You can sense the atavism propelling every trick and turn in the Djemaa el Fna, Marrakech's pulsating main square and one of the worlds great theatres. The Djemaa is a spectacular pageant of singers, tumblers, sorcerers, herbalists, raconteurs, impostors, preachers and snake charmers, all competing for your eye. There is nowhere else in Africa which so effortlessly involves you, blows aside travel cynicism and keeps you returning. If you get tired, observe the spectacle from one of the overlooking rooftop cafes.
Djemaa el Fna is a square and market place in Marrakesh's medina quarter (old city). The origin of its name remains unknown : it means Assembly of the dead in Arabic, but as the word djemaa also means mosque in Arabic, it could also mean place of the vanished mosque, in reference to a destroyed Almoravid mosque.
The place remains the main square of Marrakesh, used equally by locals and tourists. During the day it is predominantly occupied by orange juice stalls, youths with chained Barbary apes, water sellers in colourful costumes with traditional leather water-bags and brass cups, and snake charmers who will pose for photographs for tourists. As the day progresses the entertainments on offer change: the snake charmers depart, and in the afternoon and evening the square becomes more crowded, with Chleuh dancing-boys (it would be against custom for girls to provide such an entertainment), story-tellers (telling their tales in Berber or Arabic, to an audience of appreciative locals), magicians, and peddlers of traditional medicines. As dark descends the square fills with dozens of food-stalls, and the crowds are at their height.

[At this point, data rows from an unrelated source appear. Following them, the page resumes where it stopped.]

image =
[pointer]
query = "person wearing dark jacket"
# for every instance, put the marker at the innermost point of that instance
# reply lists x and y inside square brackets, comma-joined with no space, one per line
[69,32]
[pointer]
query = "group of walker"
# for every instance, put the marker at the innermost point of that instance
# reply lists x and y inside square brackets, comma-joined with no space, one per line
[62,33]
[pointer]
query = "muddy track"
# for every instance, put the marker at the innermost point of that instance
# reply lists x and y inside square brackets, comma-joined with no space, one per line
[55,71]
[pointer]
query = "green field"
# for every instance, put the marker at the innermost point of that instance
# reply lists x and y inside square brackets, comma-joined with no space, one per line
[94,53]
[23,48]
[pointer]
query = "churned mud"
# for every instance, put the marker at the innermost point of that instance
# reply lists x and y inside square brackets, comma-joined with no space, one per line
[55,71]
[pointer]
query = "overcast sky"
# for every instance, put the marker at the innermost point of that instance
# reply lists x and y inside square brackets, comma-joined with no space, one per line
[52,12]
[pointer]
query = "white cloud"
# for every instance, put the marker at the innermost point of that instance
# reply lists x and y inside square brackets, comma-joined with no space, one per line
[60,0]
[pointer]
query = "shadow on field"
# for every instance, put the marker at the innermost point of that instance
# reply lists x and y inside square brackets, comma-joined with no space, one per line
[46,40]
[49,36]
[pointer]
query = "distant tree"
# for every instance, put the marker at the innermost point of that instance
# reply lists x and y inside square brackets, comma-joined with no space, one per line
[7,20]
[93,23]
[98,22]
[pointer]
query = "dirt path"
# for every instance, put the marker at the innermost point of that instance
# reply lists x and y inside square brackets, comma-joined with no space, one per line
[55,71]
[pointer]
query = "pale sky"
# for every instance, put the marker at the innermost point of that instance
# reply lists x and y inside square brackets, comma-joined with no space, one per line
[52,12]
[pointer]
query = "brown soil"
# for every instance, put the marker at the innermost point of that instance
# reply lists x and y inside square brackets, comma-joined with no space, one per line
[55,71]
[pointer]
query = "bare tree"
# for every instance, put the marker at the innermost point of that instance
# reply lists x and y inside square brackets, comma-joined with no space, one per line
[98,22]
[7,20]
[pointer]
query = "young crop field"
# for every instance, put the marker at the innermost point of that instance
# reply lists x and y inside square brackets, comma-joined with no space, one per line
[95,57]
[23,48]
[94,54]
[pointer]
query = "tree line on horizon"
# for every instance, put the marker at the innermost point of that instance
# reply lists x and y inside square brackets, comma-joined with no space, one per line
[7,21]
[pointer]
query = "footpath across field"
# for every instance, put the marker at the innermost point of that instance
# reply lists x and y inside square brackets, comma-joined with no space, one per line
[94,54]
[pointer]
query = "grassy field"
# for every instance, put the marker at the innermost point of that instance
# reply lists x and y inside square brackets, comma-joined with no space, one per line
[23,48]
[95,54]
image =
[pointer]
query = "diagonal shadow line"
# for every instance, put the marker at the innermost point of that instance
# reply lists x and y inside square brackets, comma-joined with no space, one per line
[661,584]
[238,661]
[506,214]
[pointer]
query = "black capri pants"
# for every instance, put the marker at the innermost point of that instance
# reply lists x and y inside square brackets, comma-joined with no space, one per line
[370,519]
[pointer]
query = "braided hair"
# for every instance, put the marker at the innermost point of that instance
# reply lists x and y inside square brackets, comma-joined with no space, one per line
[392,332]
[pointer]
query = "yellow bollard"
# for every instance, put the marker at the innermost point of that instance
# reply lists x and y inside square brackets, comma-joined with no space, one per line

The square is edged along one side by the Marrakesh souk, the traditional North African markets which service both the common daily needs of the people of the city, and the tourist trade. On other sides are cafe terraces to escape from the noise and confusion down in the square, and on yet other sides are hotels and gardens. Narrow streets lead into the alleys of the medina quarter, the old city. The photograph illustrating this article shows the entrance to the souk at the left, cafes in the centre, and the entrance to the medina via the Street of the Olive (Derb Al Zitoun) on the right. Once a bus station, the place was closed to traffic in the early 2000s. The authorities are well aware of its importance to the tourist trade, and a strong but discreet police presence ensures the safety of visitors.